The Kushan Empire (Ancient Greek: Βασιλεία Κοσσανῶν; Bactrian: Κυϸανο, kus, khasano, Kushano) was a syncretic empire, formed by the Yuezhi, in the Bactrian territories in the early 1st century. It spread to encompass much of modern-day territory of Afghanistan, Pakistan, Nepal and northern India, at least as far as Saketa and Sarnath near Varanasi (Benares), where inscriptions have been found dating to the era of the Kushan Emperor Kanishka the Great.
The Kushans were most probably one of five branches of the Yuezhi confederation, an Indo-European nomadic people of possible Tocharian origin, who migrated from northwestern China (Xinjiang and Gansu) and settled in ancient Bactria. The founder of the dynasty, Kujula Kadphises, followed Greek religious ideas and iconography after the Greco-Bactrian tradition, and also followed traditions of Hinduism, being a devotee of the Hindu God Shiva. The Kushans in general were also great patrons of Buddhism, and, starting with Emperor Kanishka, they also employed elements of Zoroastrianism in their pantheon. They played an important role in the spread of Buddhism to Central Asia and China.
The Kushans possibly used the Greek language initially for administrative purposes, but soon began to use the Bactrian language. Kanishka sent his armies north of the Karakoram mountains. A direct road from Gandhara to China remained under Kushan control for more than a century, encouraging travel across the Karakoram and facilitating the spread of Mahayana Buddhism to China. The Kushan dynasty had diplomatic contacts with the Roman Empire, Sasanian Persia, the Aksumite Empire and the Han dynasty of China. The Kushan Empire was at the center of trade relations between the Roman Empire and China: according to Alain Daniélou, “for a time, the Kushana Empire was the centerpoint of the major civilizations”. While much philosophy, art, and science was created within its borders, the only textual record of the empire’s history today comes from inscriptions and accounts in other languages, particularly Chinese.

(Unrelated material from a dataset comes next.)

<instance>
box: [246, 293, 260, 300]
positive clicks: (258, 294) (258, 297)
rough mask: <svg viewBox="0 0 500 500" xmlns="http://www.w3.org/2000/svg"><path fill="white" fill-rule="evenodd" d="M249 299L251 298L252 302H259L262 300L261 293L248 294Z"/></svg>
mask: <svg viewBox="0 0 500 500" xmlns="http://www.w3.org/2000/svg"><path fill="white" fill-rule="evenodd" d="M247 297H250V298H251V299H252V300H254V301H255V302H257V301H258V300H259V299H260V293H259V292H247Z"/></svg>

The Kushan Empire fragmented into semi-independent kingdoms in the 3rd century AD, which fell to the Sasanians invading from the west, establishing the Kushano-Sasanian Kingdom in the areas of Sogdiana, Bactria and Gandhara. In the 4th century, the Guptas, an Indian dynasty also pressed from the east. The last of the Kushan and Kushano-Sasanian kingdoms were eventually overwhelmed by invaders from the north, known as the Kidarites, and then the Hephthalites.